Kompetenzzuwachs bei den Angehörigen

Für die Betreuten Urlaube spricht der Kompetenzzuwachs der pflegenden Angehörigen, entweder durch den Erfahrungsaustausch mit anderen Angehörigen oder dadurch, dass sie im Urlaub erleben, wie mit ihrem Partner mit Demenz durch die Betreuer umgegangen wird. Die Urlaube wirken sich nicht nur kurzfristig auf die Erholung und Entspannung der Reiseteilnehmer aus. Mittel- und langfristig zeigt sich, dass Angehörige verstärkt Leistungen zur Unterstützung in der Pflege in Anspruch nehmen.

Nachfrage nach Urlauben ist riesengroß - Alzheimer-Gesellschaften tragen großen Teil der Organisationskosten

Allerdings stellt die Organisation und Durchführung der Betreuten Urlaube die Alzheimer-Gesellschaften vor große Herausforderungen. Denn der Urlaub selbst wird zwar von den Reiseteilnehmern durch Eigenmittel und Verhinderungspflege finanziert. Die Kosten für die Organisation, Vorbereitung, fachliche Leitung und Nachbereitung in Höhe von ca. 5.000 EUR für einen durchgeführten Urlaub tragen die Alzheimer-Gesellschaften jedoch derzeit selbst.
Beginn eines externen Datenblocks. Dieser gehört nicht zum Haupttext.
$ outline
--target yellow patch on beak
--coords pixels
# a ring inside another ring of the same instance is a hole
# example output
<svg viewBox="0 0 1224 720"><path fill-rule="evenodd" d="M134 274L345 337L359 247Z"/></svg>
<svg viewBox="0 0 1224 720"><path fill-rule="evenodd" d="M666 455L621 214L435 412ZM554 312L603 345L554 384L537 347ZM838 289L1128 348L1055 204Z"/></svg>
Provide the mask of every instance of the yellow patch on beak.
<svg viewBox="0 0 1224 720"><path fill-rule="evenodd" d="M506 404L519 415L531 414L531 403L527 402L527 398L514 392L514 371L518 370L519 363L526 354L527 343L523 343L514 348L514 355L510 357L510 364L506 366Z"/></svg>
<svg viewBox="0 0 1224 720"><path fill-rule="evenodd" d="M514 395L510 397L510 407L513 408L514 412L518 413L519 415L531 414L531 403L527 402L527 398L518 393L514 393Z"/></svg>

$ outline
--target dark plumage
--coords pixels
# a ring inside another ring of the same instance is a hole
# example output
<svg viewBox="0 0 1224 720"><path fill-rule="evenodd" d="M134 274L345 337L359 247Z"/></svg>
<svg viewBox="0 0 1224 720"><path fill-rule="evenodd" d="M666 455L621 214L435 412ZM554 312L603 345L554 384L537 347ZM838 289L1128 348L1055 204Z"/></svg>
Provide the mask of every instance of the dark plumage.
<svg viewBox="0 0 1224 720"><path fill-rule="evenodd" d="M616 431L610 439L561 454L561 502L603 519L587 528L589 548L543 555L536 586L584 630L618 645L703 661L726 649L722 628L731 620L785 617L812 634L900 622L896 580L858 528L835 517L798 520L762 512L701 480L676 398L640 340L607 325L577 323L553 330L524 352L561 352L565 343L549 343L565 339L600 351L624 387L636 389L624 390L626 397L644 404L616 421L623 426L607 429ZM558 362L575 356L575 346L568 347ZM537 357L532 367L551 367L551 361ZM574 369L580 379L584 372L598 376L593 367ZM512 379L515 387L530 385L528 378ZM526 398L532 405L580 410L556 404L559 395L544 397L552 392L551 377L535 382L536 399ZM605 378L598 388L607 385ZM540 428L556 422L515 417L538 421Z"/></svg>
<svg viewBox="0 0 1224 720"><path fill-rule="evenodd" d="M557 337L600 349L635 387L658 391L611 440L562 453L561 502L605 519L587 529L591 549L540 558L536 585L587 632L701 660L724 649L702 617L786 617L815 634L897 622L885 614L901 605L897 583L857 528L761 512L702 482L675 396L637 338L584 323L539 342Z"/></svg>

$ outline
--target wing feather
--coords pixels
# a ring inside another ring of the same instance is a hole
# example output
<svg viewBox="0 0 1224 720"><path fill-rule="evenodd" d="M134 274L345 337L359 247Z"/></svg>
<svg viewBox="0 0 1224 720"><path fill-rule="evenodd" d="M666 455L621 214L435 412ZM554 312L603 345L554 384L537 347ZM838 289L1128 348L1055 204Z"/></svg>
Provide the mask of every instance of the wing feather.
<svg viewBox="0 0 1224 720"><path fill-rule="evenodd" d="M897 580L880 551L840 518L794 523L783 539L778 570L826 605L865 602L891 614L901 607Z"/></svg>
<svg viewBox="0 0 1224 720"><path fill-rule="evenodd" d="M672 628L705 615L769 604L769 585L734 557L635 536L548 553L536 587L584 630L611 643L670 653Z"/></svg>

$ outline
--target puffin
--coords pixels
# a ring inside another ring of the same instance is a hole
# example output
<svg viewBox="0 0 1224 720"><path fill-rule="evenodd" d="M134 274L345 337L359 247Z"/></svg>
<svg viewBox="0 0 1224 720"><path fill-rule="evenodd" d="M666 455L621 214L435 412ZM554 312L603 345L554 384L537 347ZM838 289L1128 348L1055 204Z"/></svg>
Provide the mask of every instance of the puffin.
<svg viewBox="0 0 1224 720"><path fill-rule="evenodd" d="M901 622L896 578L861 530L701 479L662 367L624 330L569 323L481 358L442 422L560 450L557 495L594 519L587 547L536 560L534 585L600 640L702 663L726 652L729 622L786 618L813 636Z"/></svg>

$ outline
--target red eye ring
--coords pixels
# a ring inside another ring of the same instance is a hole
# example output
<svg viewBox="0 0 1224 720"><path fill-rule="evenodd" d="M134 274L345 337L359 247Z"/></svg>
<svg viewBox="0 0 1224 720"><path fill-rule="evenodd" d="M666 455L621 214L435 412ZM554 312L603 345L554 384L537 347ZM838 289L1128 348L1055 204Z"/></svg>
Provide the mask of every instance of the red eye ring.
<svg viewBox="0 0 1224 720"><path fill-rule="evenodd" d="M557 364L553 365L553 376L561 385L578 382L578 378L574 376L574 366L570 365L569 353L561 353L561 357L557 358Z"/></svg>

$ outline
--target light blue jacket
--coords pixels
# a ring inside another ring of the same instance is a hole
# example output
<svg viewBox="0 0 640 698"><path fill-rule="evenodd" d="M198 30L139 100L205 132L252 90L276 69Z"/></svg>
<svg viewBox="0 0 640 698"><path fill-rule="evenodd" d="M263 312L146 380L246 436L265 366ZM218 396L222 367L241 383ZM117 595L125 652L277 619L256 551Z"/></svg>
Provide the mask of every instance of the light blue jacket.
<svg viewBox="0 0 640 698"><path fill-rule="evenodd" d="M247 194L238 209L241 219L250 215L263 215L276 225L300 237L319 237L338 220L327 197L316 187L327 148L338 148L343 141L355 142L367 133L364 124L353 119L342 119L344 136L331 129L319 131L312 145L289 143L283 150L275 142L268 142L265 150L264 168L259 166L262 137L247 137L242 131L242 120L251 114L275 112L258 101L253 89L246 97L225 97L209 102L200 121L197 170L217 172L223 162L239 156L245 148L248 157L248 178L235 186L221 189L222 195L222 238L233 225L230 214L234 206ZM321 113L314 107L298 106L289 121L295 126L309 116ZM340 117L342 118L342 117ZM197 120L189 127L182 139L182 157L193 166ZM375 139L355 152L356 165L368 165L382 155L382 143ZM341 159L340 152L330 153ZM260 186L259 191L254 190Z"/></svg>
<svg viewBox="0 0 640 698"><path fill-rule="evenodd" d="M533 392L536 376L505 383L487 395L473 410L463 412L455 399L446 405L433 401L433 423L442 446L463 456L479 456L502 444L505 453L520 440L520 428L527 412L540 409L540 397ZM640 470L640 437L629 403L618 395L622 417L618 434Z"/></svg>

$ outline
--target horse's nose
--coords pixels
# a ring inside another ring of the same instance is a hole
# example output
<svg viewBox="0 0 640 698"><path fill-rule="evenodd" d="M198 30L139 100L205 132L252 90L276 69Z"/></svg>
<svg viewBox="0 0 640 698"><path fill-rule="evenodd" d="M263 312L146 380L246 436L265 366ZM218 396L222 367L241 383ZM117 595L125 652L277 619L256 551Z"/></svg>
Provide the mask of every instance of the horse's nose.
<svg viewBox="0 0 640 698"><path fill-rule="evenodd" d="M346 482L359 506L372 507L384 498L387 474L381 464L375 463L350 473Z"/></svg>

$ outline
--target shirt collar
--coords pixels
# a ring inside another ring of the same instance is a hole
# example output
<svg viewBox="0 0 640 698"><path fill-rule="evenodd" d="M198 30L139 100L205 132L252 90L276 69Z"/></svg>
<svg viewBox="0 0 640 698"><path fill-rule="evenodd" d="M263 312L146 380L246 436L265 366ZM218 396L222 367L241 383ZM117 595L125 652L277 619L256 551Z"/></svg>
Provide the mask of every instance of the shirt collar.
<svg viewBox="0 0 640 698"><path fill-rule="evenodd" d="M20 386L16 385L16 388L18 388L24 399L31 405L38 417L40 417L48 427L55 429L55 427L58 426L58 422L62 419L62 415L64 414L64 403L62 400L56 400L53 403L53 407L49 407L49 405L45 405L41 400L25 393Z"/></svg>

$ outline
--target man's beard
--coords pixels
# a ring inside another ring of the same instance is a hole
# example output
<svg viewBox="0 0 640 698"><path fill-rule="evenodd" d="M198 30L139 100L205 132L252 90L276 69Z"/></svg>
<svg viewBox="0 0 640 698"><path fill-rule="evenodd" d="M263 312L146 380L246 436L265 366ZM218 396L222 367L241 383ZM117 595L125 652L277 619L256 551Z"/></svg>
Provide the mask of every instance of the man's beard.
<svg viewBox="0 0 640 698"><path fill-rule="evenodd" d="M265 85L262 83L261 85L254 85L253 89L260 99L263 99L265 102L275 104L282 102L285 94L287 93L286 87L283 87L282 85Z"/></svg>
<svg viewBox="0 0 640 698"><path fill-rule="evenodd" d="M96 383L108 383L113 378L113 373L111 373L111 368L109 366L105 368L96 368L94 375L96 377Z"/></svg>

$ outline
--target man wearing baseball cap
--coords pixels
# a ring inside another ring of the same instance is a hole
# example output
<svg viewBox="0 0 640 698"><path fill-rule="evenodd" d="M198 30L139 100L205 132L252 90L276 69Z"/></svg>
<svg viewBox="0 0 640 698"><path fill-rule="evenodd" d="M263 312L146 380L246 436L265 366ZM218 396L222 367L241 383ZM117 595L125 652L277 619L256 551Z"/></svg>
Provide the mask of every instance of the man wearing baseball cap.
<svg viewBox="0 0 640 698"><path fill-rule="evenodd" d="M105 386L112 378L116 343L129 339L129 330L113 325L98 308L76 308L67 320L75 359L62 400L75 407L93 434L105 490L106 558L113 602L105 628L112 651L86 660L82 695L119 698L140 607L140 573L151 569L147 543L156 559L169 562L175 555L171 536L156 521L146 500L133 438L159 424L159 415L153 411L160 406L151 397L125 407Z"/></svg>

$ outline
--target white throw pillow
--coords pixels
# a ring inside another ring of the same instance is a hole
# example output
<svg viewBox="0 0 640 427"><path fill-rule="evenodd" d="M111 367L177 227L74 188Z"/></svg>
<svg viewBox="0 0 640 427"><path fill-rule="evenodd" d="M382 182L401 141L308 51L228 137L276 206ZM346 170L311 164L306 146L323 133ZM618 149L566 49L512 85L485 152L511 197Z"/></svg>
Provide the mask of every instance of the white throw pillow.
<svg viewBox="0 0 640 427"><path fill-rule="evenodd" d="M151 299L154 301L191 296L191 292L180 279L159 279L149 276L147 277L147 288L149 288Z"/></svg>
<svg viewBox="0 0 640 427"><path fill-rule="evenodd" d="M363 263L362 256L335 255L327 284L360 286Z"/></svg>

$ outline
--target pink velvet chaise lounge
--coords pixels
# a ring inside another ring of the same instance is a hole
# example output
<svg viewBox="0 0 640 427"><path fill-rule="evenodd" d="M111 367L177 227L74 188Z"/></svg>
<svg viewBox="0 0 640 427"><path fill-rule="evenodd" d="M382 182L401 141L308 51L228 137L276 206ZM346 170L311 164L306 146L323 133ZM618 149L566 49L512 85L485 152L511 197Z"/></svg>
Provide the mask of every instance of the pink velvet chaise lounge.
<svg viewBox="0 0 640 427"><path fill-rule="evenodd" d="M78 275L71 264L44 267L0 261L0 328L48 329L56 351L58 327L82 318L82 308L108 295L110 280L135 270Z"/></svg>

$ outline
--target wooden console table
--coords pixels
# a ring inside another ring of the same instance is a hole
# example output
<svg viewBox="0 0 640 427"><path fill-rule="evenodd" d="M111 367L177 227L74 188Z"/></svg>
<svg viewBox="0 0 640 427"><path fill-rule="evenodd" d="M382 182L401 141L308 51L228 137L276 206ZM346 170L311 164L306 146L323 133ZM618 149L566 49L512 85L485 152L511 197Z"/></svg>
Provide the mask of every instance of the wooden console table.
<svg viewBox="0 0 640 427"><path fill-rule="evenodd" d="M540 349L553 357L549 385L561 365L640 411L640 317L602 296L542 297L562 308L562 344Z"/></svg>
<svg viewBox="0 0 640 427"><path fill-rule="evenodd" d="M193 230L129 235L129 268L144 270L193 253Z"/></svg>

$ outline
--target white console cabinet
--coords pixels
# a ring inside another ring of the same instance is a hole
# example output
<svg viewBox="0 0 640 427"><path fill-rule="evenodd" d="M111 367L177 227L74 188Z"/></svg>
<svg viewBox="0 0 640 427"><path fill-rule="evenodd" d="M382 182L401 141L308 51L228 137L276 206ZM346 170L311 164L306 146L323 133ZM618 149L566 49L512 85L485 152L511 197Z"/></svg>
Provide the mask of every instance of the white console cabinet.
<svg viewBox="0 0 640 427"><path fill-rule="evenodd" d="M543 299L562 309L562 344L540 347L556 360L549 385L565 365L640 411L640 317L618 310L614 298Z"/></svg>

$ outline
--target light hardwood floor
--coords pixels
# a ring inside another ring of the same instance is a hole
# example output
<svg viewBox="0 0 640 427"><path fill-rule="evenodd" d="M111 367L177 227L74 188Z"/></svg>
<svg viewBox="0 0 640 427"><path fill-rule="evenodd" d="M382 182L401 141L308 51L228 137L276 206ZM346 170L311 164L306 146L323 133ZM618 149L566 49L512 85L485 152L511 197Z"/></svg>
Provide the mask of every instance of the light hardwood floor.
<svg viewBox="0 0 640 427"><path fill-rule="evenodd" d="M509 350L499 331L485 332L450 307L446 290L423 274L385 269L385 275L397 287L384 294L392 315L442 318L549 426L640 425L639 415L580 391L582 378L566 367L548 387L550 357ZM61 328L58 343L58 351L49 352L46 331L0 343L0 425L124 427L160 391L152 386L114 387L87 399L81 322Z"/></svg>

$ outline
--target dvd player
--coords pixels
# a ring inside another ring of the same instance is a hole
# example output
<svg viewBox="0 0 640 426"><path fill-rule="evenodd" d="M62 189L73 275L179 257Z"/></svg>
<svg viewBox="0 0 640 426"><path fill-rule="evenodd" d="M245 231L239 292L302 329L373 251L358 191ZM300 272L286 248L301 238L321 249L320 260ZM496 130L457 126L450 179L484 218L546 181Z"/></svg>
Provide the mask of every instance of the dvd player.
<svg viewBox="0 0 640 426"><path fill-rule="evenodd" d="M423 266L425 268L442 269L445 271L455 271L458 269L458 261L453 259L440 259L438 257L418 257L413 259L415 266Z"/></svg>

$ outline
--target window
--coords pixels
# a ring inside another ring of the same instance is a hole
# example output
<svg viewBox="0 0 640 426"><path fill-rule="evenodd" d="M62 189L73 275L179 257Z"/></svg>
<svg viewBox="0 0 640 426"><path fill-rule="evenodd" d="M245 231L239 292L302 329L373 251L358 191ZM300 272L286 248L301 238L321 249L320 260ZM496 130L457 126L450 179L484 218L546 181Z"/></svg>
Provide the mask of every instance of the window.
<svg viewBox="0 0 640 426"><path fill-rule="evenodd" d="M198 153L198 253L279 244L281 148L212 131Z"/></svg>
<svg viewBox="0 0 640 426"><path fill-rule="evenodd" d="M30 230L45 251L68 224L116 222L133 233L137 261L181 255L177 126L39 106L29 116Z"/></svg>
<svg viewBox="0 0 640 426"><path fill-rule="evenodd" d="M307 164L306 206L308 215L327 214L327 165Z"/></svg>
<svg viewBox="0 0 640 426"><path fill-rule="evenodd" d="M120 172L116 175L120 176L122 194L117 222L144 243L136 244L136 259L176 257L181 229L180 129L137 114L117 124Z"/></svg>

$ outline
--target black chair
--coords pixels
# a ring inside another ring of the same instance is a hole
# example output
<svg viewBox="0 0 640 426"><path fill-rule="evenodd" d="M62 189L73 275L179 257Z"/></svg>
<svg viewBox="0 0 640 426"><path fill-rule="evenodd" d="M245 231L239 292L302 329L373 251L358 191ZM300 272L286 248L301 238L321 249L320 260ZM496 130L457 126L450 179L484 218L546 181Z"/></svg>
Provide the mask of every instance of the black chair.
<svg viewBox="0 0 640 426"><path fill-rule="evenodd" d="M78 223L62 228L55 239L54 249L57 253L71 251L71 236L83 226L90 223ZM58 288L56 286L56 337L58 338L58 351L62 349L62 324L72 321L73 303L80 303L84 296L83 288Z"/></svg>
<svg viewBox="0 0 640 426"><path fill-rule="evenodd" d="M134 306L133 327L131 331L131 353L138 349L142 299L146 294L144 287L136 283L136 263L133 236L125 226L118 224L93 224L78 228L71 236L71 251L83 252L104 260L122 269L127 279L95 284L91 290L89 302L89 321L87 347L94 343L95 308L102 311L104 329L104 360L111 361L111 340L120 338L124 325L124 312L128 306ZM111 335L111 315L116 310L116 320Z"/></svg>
Da die Nachfrage bzw. das Interesse an den Betreuten Urlauben riesengroß ist und nicht allein von den Alzheimer-Gesellschaften bedient werden kann, hoffen die Alzheimer Gesellschaft Hamburg und die Alzheimer-Gesellschaft Brandenburg sehr, dass in Zukunft die Kosten für den Arbeitsaufwand für Vor- und Nachbereitung gedeckt werden, damit mehr Betreute Urlaube, gerne auch von anderen Trägern, durchgeführt werden.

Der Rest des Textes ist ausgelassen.